To call our body an environment does a disservice to the word. “The Environment” is not something differentiated or other that we “protect” or “return to.” These are persistent illusions born of our left-hemispheric need for utility and power. As we are starting to remember, there is no differentiation between material objects at the quantum level. We exist in a massive spectrum of inter-being. The work of the artist is to reorient our senses and intuition back to this fundamental truth: life depends on our participation, our belief, even.
What To Do
The path forward requires an embodied rebellion—a conscious choice to fully inhabit our sensory and imaginative capacities, despite the persistent pull toward disembodied consumption. This isn't about retreating into nostalgic theater games or rejecting technology wholesale. It's about reclaiming the fundamental human capacity to make meaning through presence, to transform ordinary moments into occasions of depth and connection.
When we move imaginatively—whether through formal artistic practice, or simply by bringing full attention to how we walk, speak, or relate—we activate and rewire neural pathways that have been dormant under the regime of algorithmic attention.
We literally rewire ourselves back toward what McGilchrist calls the right hemisphere's gifts: context, relationship, and the capacity to hold paradox without collapse.
The stakes couldn't be higher. Our ability to navigate complexity, to hold multiple truths simultaneously, to generate genuine solutions rather than mere reactions—all of this depends on our willingness to step back into embodied intelligence.

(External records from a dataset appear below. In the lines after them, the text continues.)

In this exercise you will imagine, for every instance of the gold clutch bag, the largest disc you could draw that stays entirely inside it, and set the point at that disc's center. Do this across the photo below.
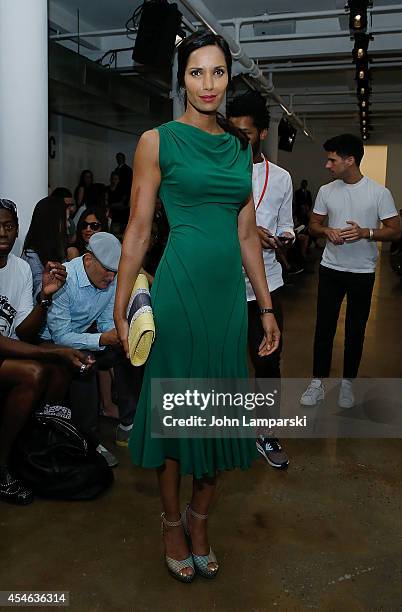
(141, 333)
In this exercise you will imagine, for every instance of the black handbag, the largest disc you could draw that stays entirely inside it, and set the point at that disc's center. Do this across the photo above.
(58, 462)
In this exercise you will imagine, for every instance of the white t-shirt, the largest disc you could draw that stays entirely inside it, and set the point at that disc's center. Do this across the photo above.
(16, 301)
(274, 213)
(367, 203)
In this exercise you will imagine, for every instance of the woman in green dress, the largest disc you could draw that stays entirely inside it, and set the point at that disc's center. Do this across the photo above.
(201, 166)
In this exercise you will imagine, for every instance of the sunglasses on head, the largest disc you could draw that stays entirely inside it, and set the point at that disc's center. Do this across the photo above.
(94, 225)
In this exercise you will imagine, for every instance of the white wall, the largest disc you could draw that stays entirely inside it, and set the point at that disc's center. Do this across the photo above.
(80, 145)
(307, 160)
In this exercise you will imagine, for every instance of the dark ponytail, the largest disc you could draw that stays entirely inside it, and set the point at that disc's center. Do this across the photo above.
(204, 38)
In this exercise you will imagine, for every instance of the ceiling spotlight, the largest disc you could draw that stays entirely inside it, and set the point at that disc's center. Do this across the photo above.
(361, 46)
(358, 15)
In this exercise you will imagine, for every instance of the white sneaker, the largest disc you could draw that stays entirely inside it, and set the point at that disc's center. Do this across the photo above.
(110, 458)
(314, 393)
(346, 397)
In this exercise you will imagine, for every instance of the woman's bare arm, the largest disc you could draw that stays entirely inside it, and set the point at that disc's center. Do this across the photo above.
(146, 182)
(254, 265)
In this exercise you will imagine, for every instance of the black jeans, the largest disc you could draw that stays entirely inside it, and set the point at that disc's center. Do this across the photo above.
(332, 287)
(265, 367)
(84, 396)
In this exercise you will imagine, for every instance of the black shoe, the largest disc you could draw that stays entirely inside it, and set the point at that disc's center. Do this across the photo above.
(13, 490)
(272, 451)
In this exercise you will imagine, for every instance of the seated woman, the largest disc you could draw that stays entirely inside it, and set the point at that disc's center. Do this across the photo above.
(92, 220)
(29, 374)
(46, 239)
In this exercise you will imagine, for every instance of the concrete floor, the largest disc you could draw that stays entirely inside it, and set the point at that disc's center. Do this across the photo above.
(324, 535)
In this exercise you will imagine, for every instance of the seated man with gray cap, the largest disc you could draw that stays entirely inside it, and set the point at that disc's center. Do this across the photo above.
(81, 317)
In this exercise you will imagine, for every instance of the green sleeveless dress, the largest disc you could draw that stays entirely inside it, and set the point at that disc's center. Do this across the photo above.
(198, 296)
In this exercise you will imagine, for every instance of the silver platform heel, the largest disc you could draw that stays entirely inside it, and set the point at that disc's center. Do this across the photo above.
(200, 561)
(174, 566)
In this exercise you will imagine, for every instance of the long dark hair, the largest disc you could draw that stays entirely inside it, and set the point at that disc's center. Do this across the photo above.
(47, 234)
(193, 42)
(80, 244)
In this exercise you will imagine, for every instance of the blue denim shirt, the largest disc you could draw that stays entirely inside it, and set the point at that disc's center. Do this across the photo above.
(76, 306)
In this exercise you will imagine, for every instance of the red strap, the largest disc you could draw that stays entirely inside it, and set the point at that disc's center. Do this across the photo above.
(265, 184)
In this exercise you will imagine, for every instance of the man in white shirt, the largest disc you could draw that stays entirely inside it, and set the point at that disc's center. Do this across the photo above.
(273, 192)
(354, 207)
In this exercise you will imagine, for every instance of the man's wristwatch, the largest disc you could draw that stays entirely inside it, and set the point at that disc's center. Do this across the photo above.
(266, 311)
(44, 302)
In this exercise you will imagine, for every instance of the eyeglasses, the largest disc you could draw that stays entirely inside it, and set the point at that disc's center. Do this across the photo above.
(94, 225)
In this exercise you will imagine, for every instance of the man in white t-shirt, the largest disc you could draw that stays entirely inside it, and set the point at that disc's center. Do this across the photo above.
(273, 194)
(354, 207)
(30, 375)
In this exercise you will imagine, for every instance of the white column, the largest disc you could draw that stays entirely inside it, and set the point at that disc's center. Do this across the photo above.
(23, 106)
(270, 144)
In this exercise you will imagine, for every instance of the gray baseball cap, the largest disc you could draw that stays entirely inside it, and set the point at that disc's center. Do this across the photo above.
(106, 248)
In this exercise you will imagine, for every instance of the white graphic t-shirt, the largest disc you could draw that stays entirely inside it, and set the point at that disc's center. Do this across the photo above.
(16, 301)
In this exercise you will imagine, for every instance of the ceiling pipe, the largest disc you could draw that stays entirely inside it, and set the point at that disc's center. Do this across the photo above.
(315, 35)
(322, 67)
(200, 11)
(266, 17)
(239, 21)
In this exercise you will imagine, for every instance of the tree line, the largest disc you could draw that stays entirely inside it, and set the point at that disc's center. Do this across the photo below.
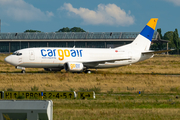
(171, 36)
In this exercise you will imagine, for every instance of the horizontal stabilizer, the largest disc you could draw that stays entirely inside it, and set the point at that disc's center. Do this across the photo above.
(156, 52)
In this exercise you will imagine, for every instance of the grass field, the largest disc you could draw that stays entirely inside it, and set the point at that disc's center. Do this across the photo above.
(117, 89)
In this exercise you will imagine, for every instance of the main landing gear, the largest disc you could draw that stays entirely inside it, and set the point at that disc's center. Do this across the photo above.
(87, 71)
(23, 71)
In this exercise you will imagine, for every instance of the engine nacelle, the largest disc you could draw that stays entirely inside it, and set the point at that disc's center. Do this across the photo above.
(73, 67)
(52, 69)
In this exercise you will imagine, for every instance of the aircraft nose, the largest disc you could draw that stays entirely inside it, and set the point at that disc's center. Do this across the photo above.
(8, 59)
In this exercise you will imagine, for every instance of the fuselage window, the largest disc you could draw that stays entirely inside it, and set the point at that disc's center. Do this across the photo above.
(17, 53)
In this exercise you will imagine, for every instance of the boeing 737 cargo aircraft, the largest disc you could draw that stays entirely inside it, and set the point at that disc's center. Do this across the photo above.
(82, 59)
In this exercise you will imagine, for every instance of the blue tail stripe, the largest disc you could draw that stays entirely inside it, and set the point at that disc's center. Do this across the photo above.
(147, 32)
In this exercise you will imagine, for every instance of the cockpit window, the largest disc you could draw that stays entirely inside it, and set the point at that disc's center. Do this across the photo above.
(17, 53)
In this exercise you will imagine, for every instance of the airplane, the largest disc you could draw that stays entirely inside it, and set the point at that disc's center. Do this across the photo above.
(83, 59)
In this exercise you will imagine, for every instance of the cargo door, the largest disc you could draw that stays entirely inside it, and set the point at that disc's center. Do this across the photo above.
(31, 55)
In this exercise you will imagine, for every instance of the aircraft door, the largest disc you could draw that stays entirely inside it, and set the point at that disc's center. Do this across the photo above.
(130, 56)
(31, 55)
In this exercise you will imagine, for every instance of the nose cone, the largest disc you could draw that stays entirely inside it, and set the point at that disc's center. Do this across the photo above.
(8, 59)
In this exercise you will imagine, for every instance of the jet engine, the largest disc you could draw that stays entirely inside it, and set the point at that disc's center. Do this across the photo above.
(52, 69)
(73, 67)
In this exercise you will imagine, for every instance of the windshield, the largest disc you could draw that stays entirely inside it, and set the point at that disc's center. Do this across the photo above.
(17, 53)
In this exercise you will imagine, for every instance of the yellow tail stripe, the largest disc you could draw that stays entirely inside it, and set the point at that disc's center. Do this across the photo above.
(152, 23)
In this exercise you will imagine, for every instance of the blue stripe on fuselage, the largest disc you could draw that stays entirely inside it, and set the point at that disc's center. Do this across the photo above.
(147, 32)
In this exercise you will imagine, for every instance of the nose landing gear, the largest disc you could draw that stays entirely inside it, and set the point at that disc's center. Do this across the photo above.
(22, 68)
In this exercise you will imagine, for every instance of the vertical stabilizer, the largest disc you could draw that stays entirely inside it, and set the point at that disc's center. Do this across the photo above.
(143, 41)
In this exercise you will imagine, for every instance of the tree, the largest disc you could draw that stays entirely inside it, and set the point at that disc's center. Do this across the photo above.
(74, 29)
(176, 40)
(32, 31)
(64, 30)
(77, 29)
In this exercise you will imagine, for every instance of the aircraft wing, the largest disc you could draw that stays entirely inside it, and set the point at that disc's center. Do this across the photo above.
(96, 62)
(156, 52)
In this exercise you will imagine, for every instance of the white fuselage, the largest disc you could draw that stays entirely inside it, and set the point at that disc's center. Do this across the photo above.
(56, 57)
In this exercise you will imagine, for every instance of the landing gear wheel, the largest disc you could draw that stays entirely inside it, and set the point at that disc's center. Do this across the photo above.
(23, 71)
(88, 71)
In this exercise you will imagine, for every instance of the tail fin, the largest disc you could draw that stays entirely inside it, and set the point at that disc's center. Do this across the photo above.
(143, 40)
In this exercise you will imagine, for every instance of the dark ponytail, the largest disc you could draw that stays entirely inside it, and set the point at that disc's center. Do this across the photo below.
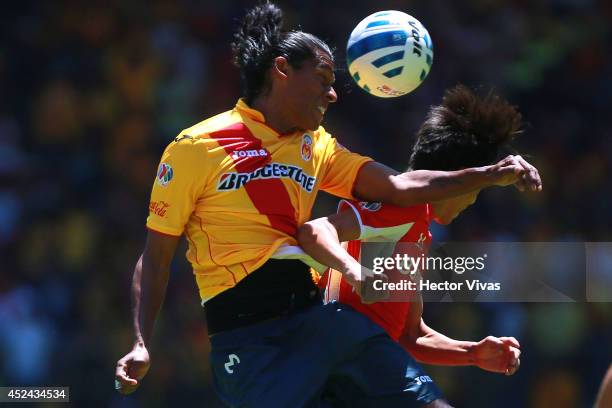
(466, 130)
(260, 39)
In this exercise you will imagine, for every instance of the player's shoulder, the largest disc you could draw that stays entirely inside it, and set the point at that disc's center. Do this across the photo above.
(382, 214)
(197, 138)
(202, 130)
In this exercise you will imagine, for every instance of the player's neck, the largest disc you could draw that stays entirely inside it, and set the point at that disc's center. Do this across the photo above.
(274, 117)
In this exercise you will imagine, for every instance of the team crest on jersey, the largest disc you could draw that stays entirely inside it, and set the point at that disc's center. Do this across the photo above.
(306, 148)
(234, 180)
(164, 174)
(370, 206)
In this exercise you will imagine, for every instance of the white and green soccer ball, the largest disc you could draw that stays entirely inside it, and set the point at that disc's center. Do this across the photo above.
(389, 54)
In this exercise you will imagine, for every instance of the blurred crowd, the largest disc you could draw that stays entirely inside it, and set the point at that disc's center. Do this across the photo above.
(91, 92)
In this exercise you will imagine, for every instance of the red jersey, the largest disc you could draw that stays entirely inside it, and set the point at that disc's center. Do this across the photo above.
(379, 223)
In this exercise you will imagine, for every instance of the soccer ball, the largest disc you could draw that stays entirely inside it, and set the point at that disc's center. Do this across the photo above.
(389, 54)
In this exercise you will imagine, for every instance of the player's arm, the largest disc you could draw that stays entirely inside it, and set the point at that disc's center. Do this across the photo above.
(500, 355)
(149, 284)
(377, 182)
(320, 238)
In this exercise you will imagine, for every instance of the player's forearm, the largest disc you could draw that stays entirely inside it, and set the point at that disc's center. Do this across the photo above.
(431, 347)
(425, 186)
(149, 285)
(320, 240)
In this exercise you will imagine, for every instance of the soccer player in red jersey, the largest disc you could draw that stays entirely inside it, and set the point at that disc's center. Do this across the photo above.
(465, 130)
(238, 185)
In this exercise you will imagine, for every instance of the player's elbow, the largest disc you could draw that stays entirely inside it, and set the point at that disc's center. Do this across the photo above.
(307, 234)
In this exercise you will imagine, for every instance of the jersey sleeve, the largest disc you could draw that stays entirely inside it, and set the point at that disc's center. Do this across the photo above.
(179, 182)
(341, 168)
(383, 221)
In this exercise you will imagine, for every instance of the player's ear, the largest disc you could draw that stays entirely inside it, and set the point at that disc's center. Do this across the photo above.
(280, 68)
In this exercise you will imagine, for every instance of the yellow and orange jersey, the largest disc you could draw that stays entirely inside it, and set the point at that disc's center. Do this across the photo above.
(239, 191)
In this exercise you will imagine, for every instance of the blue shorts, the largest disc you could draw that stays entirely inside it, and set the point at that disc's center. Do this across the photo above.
(326, 356)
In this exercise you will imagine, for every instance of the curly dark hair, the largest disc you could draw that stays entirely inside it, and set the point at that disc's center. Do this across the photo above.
(466, 130)
(260, 39)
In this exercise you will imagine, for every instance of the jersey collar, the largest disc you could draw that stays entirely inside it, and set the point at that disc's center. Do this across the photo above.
(246, 110)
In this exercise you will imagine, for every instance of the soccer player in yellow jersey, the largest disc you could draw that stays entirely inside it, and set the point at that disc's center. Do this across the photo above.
(238, 185)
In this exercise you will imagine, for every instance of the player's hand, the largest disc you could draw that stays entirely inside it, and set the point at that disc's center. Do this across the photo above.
(514, 170)
(131, 369)
(498, 354)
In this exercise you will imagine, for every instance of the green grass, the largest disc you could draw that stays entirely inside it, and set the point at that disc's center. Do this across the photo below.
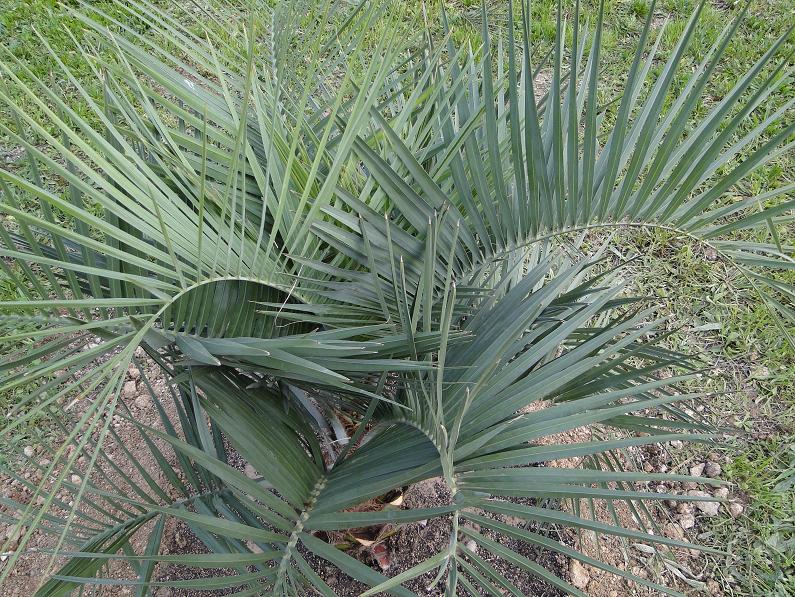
(725, 321)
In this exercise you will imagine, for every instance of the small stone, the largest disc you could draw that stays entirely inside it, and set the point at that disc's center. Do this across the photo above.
(708, 508)
(735, 509)
(712, 469)
(579, 575)
(673, 531)
(129, 389)
(684, 508)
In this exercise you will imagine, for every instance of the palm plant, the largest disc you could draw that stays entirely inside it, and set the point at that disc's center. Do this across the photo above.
(357, 270)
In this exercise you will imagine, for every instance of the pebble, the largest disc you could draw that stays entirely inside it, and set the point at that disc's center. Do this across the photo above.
(708, 508)
(712, 469)
(684, 508)
(579, 575)
(687, 521)
(674, 531)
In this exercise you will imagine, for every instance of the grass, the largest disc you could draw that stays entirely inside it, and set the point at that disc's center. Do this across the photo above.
(724, 320)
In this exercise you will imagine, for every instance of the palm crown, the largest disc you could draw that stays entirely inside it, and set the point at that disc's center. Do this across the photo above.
(321, 243)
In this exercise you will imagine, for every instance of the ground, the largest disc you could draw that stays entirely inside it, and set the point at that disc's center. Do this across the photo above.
(751, 366)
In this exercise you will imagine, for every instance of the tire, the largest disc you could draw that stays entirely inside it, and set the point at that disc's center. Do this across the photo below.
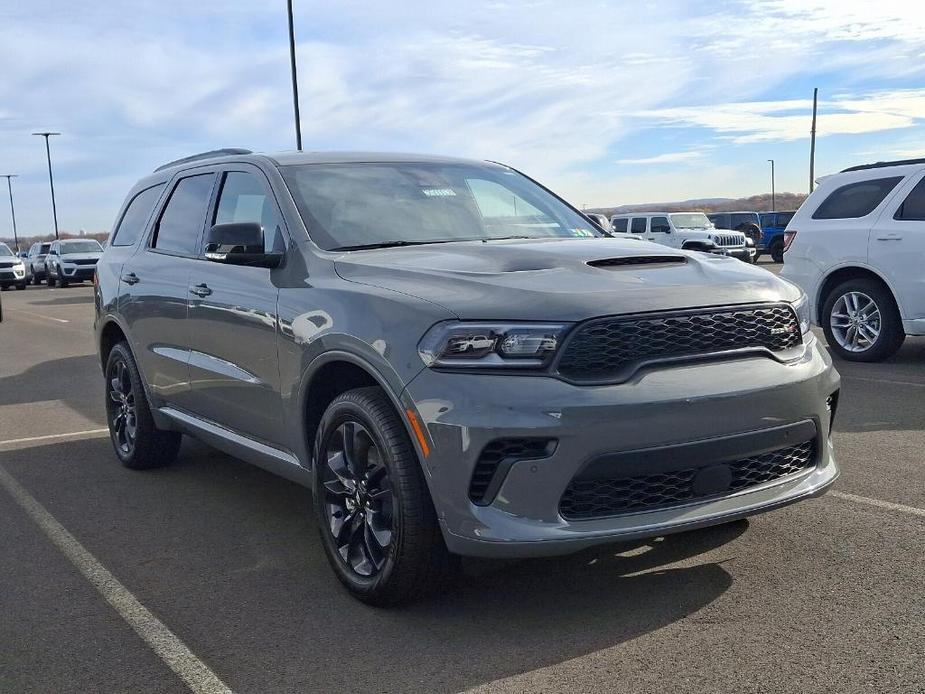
(390, 502)
(777, 251)
(143, 445)
(882, 319)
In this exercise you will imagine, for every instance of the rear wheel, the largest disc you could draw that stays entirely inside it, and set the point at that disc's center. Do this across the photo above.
(376, 518)
(138, 443)
(861, 321)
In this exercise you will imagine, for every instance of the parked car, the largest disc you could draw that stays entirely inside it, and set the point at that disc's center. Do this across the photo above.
(35, 264)
(12, 269)
(857, 248)
(748, 223)
(71, 260)
(685, 230)
(454, 358)
(599, 219)
(773, 225)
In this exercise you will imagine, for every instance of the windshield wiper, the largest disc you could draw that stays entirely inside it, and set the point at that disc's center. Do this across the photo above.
(394, 244)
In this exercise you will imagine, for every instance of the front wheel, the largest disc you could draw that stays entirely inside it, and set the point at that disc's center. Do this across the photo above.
(138, 443)
(375, 515)
(861, 321)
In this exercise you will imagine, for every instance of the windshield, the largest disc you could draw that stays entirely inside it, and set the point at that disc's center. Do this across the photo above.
(80, 247)
(351, 205)
(692, 220)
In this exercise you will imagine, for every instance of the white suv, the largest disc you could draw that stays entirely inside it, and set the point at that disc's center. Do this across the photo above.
(687, 230)
(857, 248)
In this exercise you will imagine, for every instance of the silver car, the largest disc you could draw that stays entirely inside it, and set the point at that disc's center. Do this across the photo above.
(71, 260)
(453, 358)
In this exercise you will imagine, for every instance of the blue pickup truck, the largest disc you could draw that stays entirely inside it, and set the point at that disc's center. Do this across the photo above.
(772, 233)
(766, 229)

The artist's work of "making special" is not luxury or decoration; it is the essential technology for reclaiming agency in an age of manufactured helplessness.
Every moment that we choose presence over distraction, imagination over consumption, embodied engagement over digital drift, we strengthen our own capacity and contribute to the collective recovery of what it means to be fully human.
The question isn't whether we can afford to make this shift—it's whether we can afford not to.